1 TL yaklaşık 3.40 MXN. 
1 USD ise 19,56 MXN
Vize
Vize gerekiyor ama iyi haber şu ki bordo pasaport sahipleri şimdilerde elektronik vizeyi kolayca alabiliyormuş. Üstelik de ücretsiz. Eğer ABD vizeniz var ise ayrıca vize almanıza da gerek yok. 
Gezilecek Yerler:
Meksika aynen Türkiye gibi her bir köşesi ayrı güzellik barındıran, büyülü bir ülke. Yağışların az olduğu Aralık-Nisan arasında daha konforlu gezebileceğiniz ülkede bir kere Aztek ve Maya kalıntıları olmazsa olmaz tavaf yerleri. Ülkenin sağı solu dünyanın 3 büyük okyanusundan ikisi olunca insanın aklını uçuran deneyimler yaşayabiliyorsunuz. Aşk Gemileri manzarası altında Acapulco'da Büyük Okyanus'u seyreylerken, bir sonraki hafta ise Cancun'da Atlas Okyanusu'nda kulaç atıp kendinizden geçebilirsiniz.  
Neler Yenir:
Acının elli tonu😊 Meksikalılar her şeyde acı seviyor. Bizim akşam yemeğinde yediklerimizi her öğün yiyor; kahvaltı dahil. O nedenle de 0 beden Meksikalı bulmak zor. Olan da artiz oluyor sanırım.
Bence yenilecekler kadar bilinmesi gereken nokta, restoranlarda hizmetin çok yavaş olması. Dolayısıyla yemek için ne kadar süreniz olduğunu gözeterek yemek sipariş edin ki aç kalmayın.
Buradan sonra günlük notlarıma emanetsiniz.
SEYAHAT GÜNLÜĞÜ
24 Aralık Pazar 2006 (İstanbul-Barcelona-Madrid-Mexico City uçuş)
Uçakta koltuğuma oturmadan gerçekliğine inanamayacağım “ dediğim an geldi çok şükür. Normalde çoğu insanın yapmayacağı bir seyahate çıkıyorum. Tam 1 sene önce gitmek için ön hazırlık yapıp, vizeler ve yol ayarlamaları; tabii ki bir de süre dolayısıyla bir kenara koymak zorunda kaldığım seyahate nihayet çıkabiliyorum. 
Bu seyahat üzerinde epey çalışmış, gidilen rotanın uzaklığı nedeniyle benzer kültürü paylaşan ülkeleri bir arada görebileceğim bir güzergah kurgulamıştım.
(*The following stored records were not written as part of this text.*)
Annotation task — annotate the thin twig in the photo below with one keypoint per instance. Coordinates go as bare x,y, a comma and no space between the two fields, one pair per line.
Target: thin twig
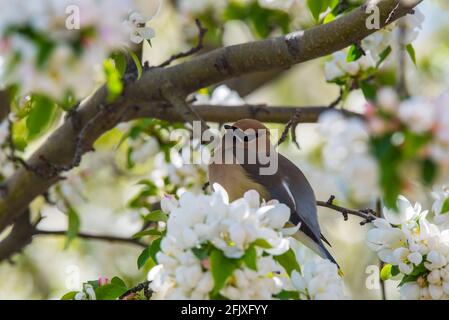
201,33
291,125
368,215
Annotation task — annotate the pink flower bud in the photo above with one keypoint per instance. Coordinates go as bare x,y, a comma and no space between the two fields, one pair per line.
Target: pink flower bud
206,263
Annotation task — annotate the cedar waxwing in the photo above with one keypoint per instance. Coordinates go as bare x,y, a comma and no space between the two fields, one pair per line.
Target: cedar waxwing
286,183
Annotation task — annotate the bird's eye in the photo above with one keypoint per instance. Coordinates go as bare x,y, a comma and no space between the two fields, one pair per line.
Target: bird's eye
228,127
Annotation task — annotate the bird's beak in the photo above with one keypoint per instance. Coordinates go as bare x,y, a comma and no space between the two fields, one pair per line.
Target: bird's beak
236,131
228,127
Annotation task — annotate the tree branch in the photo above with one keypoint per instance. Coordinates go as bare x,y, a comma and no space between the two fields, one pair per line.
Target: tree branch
87,236
368,215
208,69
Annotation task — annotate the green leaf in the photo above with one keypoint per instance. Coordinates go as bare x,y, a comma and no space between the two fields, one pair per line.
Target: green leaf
155,247
288,261
143,257
69,295
113,80
354,53
222,268
41,116
149,232
287,295
262,243
384,55
73,225
385,273
250,258
149,252
156,216
445,207
395,271
411,52
137,63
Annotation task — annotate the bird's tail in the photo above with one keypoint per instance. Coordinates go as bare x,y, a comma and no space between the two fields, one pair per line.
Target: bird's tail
317,247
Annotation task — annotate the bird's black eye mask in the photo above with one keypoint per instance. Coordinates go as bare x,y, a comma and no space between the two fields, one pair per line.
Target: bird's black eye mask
241,135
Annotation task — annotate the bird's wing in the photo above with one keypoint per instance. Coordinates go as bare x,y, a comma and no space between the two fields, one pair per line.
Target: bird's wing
290,186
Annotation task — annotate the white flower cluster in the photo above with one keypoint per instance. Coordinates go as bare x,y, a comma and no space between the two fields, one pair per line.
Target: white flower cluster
210,221
194,7
318,278
417,248
222,95
53,47
184,176
230,227
345,153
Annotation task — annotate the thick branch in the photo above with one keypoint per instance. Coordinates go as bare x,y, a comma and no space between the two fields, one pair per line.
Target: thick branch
368,215
90,237
208,69
18,238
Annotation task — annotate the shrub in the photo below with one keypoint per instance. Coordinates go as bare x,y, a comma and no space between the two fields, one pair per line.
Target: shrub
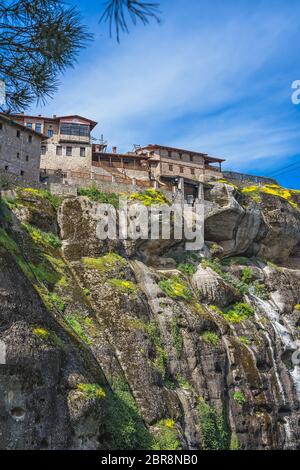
150,197
213,427
211,338
75,324
236,313
125,429
239,312
247,275
176,288
176,336
166,436
127,287
98,196
189,269
42,238
239,397
106,263
91,390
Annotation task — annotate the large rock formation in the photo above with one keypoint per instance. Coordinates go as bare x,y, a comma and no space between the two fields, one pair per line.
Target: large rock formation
117,345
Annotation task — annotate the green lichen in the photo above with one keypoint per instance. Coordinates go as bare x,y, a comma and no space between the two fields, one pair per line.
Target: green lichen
150,197
98,196
124,427
177,339
188,269
91,391
213,427
106,263
239,397
273,189
54,200
166,436
126,287
236,313
211,338
78,324
45,239
175,288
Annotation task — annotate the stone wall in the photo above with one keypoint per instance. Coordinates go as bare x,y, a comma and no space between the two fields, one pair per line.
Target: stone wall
10,180
19,155
245,179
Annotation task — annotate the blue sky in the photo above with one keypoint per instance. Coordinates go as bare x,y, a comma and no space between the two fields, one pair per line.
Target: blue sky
214,76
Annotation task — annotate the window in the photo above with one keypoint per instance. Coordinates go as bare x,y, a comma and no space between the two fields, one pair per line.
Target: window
75,129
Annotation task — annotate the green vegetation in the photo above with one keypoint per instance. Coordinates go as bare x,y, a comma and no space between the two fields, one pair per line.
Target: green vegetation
176,288
8,243
176,336
126,287
239,397
235,260
211,338
236,313
98,196
245,285
77,324
48,240
183,382
152,331
234,442
161,356
23,193
213,427
91,391
49,336
244,340
106,263
247,275
124,426
188,269
255,193
150,197
166,436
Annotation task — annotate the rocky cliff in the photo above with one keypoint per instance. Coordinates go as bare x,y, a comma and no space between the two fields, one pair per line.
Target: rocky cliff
115,345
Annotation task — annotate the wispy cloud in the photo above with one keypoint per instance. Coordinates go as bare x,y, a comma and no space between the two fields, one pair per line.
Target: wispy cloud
213,77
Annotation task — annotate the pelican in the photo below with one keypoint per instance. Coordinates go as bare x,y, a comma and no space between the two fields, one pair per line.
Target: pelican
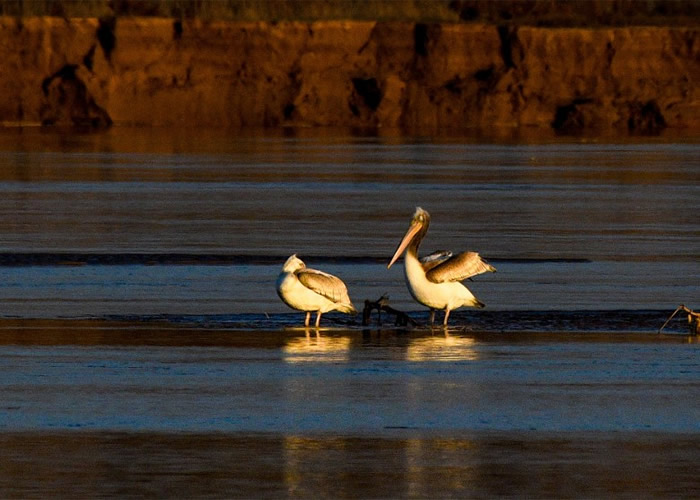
434,280
310,290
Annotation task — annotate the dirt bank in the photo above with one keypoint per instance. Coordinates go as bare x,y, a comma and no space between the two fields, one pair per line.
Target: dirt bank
161,72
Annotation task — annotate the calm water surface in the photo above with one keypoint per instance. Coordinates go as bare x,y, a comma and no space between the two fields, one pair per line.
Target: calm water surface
144,352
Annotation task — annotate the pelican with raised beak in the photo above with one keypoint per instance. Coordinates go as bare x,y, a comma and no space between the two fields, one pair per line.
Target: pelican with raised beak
435,280
309,290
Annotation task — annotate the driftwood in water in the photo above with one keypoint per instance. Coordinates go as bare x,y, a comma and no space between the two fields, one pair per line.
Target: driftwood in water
693,319
401,318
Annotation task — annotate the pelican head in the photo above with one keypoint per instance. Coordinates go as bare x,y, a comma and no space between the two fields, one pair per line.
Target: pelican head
416,231
293,264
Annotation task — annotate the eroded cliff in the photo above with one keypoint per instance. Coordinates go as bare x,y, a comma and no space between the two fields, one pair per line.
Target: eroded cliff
90,72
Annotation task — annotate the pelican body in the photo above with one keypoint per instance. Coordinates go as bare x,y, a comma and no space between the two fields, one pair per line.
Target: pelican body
310,290
435,280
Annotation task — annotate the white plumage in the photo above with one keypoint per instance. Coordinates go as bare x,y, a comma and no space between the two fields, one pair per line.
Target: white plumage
310,290
434,280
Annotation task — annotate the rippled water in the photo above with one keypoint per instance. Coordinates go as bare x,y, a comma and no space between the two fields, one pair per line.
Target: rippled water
139,321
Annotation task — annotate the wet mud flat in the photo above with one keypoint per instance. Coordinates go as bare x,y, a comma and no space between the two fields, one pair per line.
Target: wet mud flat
106,408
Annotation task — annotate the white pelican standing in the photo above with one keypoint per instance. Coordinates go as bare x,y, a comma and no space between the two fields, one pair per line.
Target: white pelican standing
310,290
434,280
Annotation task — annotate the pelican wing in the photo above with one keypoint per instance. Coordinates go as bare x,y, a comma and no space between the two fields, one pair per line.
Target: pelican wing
324,284
458,268
434,259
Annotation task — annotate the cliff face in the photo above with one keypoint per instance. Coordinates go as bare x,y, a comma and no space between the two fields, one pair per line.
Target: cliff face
350,74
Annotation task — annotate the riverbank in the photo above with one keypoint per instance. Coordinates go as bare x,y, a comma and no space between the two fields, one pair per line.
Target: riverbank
366,75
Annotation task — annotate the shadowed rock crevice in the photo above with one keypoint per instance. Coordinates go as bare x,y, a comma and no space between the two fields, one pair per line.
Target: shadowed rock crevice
68,102
177,29
511,49
645,118
369,91
574,117
105,35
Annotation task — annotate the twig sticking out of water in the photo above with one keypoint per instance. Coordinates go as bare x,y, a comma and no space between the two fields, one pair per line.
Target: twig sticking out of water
693,319
382,304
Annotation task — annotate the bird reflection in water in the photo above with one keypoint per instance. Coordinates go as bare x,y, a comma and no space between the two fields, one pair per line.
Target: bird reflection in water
314,347
442,348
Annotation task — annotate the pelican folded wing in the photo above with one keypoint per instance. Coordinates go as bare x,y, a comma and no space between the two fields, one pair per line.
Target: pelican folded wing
435,259
324,284
458,268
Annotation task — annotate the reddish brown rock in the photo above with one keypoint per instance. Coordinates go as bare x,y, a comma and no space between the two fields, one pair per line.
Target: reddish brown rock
161,72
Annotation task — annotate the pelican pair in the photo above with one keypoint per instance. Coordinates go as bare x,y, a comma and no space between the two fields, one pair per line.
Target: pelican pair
434,280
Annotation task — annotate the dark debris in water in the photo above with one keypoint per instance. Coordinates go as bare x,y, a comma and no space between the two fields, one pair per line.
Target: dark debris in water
643,321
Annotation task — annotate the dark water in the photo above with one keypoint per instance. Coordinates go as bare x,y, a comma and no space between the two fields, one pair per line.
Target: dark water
144,352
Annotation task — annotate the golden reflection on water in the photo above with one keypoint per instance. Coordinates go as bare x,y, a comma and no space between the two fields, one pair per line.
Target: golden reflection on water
442,348
315,348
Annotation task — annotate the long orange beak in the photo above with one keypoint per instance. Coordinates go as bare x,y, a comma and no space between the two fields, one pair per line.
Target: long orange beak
410,234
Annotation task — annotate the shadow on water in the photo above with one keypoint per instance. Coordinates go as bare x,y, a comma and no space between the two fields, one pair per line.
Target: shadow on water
400,466
145,353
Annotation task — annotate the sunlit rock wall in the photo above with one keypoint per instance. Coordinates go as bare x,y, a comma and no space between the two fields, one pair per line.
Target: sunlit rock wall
161,72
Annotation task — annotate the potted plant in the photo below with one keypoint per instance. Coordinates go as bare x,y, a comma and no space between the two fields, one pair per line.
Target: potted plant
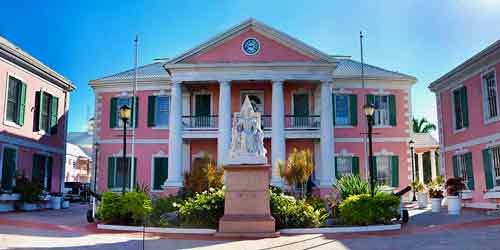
436,193
421,194
453,188
55,200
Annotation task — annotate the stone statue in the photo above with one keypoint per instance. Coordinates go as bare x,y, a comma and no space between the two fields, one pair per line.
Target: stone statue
247,140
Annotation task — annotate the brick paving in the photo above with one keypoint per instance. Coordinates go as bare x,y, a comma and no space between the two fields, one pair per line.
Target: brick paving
67,229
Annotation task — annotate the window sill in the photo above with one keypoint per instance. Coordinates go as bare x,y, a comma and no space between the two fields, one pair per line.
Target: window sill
492,194
466,195
11,124
492,120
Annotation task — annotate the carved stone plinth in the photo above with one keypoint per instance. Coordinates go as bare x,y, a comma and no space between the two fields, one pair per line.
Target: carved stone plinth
246,210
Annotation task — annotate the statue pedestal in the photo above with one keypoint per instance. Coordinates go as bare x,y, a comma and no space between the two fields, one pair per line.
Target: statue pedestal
246,210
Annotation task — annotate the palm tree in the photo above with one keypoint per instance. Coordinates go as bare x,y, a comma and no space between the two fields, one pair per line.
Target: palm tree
422,125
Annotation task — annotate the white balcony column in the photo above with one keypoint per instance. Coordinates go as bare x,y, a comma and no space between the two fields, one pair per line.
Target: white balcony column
278,148
420,167
326,170
224,136
175,137
433,164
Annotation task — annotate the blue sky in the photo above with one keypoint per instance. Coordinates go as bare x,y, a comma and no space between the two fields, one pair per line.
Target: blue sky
84,40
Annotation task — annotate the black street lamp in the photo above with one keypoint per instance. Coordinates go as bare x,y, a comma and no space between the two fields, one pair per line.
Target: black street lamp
412,148
369,109
125,116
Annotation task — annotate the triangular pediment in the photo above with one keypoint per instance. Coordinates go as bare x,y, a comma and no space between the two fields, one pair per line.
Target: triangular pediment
251,41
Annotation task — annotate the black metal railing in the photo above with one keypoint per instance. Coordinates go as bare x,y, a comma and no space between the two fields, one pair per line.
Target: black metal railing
200,122
302,121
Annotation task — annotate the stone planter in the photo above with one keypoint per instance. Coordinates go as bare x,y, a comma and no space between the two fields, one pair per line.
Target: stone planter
436,205
454,205
55,202
25,206
65,204
7,202
422,199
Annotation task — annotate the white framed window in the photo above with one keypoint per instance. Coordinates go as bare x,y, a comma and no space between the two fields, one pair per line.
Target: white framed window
381,114
344,166
120,102
162,111
490,96
342,110
384,170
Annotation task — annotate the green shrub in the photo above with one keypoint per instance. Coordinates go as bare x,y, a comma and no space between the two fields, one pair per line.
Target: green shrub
136,206
351,185
161,208
203,210
291,213
110,207
366,210
129,209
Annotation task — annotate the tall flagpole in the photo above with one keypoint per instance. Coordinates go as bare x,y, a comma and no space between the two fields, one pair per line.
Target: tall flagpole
134,88
363,86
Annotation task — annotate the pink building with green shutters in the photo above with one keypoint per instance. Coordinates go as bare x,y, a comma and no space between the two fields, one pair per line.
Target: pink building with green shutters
469,126
308,100
33,119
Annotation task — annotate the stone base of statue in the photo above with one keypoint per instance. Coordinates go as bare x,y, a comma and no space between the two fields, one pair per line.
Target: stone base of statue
247,210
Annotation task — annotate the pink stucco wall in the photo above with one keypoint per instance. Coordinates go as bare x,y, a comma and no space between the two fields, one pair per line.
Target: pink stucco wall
31,139
230,51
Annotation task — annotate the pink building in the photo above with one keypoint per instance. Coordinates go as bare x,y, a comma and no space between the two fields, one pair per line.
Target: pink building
469,126
33,113
308,100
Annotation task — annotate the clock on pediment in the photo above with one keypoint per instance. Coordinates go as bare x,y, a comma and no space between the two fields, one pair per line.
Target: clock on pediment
250,46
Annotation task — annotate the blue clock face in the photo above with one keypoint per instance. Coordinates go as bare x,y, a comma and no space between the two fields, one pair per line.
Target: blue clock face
251,46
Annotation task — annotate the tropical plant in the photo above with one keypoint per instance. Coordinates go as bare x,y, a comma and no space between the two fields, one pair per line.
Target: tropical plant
289,212
351,185
417,186
364,209
454,186
203,210
298,168
203,175
422,125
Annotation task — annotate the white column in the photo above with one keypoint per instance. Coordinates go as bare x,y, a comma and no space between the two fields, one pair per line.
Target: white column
224,137
327,171
433,164
175,137
420,167
278,132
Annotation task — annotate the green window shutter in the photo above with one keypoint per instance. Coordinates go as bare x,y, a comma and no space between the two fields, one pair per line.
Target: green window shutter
488,168
336,163
113,113
54,106
456,170
8,168
392,110
355,165
111,172
49,174
151,110
135,110
395,171
370,99
470,172
35,171
353,102
333,109
465,108
22,104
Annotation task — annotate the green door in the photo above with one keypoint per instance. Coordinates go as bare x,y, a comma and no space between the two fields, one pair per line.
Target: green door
202,111
301,110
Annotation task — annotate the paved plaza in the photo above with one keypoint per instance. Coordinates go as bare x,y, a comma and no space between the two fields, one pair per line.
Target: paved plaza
67,229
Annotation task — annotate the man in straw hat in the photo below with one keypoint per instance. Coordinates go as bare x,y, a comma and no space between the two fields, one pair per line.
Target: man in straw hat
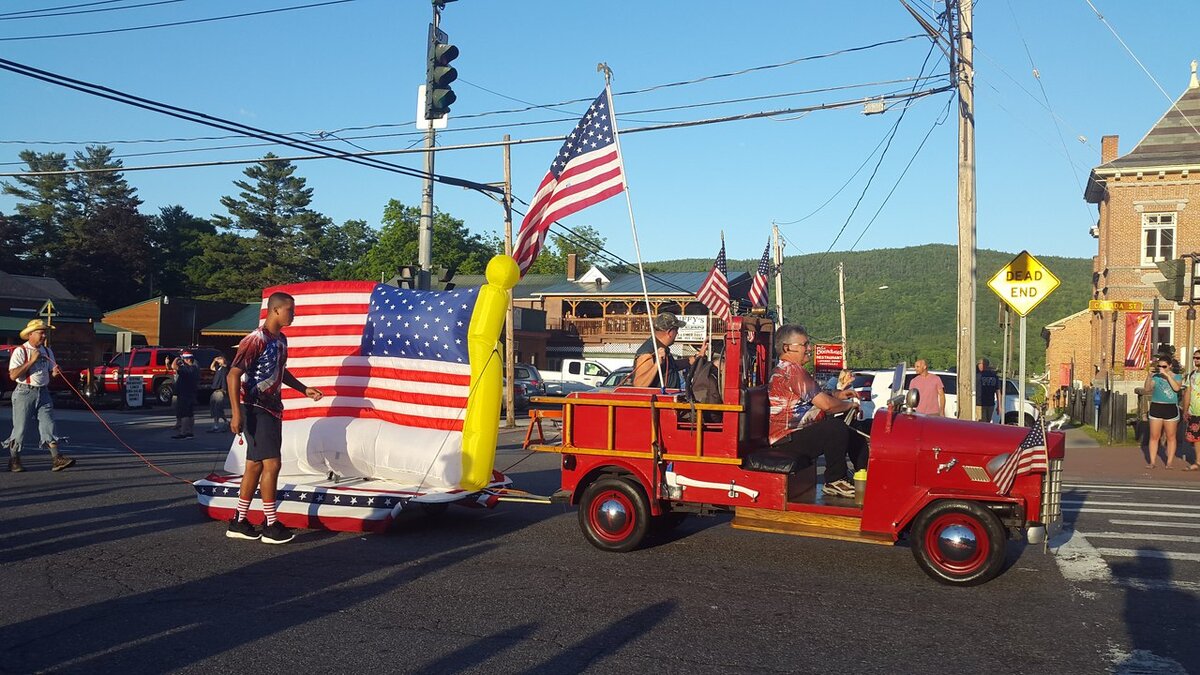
31,366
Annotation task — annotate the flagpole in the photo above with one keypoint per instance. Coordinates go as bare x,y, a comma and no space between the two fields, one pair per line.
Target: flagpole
633,226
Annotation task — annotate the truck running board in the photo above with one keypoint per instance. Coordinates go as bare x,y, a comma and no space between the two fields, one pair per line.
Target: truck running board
845,527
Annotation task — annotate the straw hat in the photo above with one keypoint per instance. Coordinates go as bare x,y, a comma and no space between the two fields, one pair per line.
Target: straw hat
34,324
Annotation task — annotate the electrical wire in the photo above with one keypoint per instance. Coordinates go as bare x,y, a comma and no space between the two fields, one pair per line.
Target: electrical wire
190,22
33,16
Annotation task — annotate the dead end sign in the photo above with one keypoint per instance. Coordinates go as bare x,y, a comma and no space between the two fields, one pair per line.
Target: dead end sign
1024,282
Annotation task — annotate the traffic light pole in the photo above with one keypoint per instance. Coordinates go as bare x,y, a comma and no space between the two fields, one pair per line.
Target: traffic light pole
425,234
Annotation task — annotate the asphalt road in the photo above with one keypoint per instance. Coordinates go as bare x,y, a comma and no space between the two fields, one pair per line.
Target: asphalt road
111,567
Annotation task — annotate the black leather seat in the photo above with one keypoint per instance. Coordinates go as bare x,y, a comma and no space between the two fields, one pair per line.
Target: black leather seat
775,461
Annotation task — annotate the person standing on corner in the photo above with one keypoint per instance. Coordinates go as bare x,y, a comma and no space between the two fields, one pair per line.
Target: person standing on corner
220,392
30,366
256,378
187,382
988,390
933,393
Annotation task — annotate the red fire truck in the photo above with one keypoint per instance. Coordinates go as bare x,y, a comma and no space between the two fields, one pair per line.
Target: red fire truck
636,460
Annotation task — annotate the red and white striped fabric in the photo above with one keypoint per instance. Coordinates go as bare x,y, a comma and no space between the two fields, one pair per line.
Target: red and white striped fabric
586,171
391,408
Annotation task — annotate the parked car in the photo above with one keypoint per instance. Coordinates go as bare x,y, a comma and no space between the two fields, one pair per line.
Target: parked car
1017,411
575,375
529,375
616,378
149,364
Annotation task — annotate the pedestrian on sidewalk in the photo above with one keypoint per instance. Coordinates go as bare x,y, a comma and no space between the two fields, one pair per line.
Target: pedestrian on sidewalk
1165,383
1192,410
30,366
187,382
220,388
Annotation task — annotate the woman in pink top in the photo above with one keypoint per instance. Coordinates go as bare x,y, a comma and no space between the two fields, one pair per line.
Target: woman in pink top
933,395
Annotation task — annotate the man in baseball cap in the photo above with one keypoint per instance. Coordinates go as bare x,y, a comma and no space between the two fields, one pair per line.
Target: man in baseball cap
665,370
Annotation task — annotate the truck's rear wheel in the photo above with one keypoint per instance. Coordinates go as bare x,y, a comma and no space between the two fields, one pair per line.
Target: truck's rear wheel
615,514
958,542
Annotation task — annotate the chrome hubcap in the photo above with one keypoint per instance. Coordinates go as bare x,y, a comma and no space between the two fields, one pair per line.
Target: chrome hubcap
957,543
611,515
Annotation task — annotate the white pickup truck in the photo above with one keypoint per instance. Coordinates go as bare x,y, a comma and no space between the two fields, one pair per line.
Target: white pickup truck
574,376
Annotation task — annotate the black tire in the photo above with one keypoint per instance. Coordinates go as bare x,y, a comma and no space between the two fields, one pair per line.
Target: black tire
165,390
959,543
615,514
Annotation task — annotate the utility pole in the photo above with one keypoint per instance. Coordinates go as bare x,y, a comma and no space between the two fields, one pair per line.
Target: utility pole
510,419
966,320
425,232
779,275
841,302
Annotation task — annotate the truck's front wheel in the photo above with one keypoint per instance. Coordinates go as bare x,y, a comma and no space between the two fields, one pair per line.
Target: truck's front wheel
163,390
615,514
958,542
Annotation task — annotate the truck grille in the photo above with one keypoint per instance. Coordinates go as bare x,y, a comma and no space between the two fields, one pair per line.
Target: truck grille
1051,499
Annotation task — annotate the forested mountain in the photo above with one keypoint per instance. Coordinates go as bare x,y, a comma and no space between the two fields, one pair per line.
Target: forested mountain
915,316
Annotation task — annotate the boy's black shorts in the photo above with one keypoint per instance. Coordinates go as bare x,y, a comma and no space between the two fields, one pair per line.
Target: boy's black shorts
263,432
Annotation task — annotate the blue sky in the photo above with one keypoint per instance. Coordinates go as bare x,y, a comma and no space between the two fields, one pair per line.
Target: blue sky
359,64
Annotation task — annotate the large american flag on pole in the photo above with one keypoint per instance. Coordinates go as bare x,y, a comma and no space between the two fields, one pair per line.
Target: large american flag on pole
1030,458
714,292
759,286
587,171
394,369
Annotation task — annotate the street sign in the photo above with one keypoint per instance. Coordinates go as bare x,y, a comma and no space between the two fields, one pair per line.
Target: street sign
1024,282
694,329
1114,306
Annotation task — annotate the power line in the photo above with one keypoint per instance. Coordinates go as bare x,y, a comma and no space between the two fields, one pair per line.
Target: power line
35,16
174,23
330,154
60,7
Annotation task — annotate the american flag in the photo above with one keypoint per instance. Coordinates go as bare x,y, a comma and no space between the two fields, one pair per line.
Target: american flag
1030,458
395,374
714,292
759,286
587,171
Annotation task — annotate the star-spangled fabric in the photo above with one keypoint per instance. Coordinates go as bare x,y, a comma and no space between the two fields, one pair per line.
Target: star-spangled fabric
1030,458
586,171
714,292
759,286
394,368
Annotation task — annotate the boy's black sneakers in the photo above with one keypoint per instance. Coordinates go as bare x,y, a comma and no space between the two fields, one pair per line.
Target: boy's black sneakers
241,530
276,533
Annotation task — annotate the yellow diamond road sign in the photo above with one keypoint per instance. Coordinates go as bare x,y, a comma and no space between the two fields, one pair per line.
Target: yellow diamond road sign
1024,282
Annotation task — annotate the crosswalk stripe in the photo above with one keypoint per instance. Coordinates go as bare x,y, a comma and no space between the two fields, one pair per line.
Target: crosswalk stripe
1156,524
1090,502
1123,488
1128,512
1145,537
1156,554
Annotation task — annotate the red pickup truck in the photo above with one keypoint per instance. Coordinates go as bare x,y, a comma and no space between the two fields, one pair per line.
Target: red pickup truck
149,364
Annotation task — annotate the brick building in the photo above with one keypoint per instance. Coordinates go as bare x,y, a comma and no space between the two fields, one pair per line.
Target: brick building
1149,205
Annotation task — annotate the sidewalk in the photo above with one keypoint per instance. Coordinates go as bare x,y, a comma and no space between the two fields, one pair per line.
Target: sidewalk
1087,460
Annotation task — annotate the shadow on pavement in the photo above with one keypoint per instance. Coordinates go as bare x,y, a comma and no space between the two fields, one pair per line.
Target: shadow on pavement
1159,617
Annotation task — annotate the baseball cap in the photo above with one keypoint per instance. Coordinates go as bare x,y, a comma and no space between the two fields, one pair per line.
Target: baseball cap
666,321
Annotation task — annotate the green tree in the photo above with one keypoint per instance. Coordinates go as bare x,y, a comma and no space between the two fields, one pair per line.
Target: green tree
585,242
454,245
43,203
179,238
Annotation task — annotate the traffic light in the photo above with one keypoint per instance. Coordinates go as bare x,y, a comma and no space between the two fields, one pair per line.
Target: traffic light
439,75
1176,274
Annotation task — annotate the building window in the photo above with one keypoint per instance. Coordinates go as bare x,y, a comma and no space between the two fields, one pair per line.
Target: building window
1158,238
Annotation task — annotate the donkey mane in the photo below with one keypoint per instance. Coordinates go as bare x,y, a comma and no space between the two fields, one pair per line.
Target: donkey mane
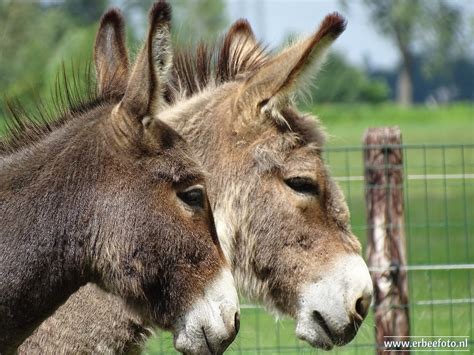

Kafama takılan tek konu kara geçişlerinin ne derece kolay olabileceği ve de o noktalara ulaşım konusuydu. O vakit şimdiki gibi çok bilgi kaynağı yok. Bu ülkelere tur bile yok. Dolayısıyla yakın tarihinde iç savaş yaşamış, şimdi durulmuş, büyüleyici güzelliklere sahip bu ülkelerde ulaşımla ilgili kısım biraz kafamı kurcalıyordu. Ben tam bunları düşünürken inanılmaz bir şey oldu ve neredeyse benim rotanın aynısını yapmış ( üzerine bir de hediye olarak Küba eklemiş ) bir firma buldum. Adını ilk defa duyduğum bu firma ile görüştüğümde seyahate 36 gün kalmıştı. Kararımı o gün verip turu aldım zira Meksika vizesi için konsolosluk 35 gün süre veriyordu. Yani 1 gün sonra istesem de katılamazdım. Zaten firma sahibi de bunu gözeterek bana kendi ferdi bütçem ile rekabet edercesine harika bir fiyat verdi ki )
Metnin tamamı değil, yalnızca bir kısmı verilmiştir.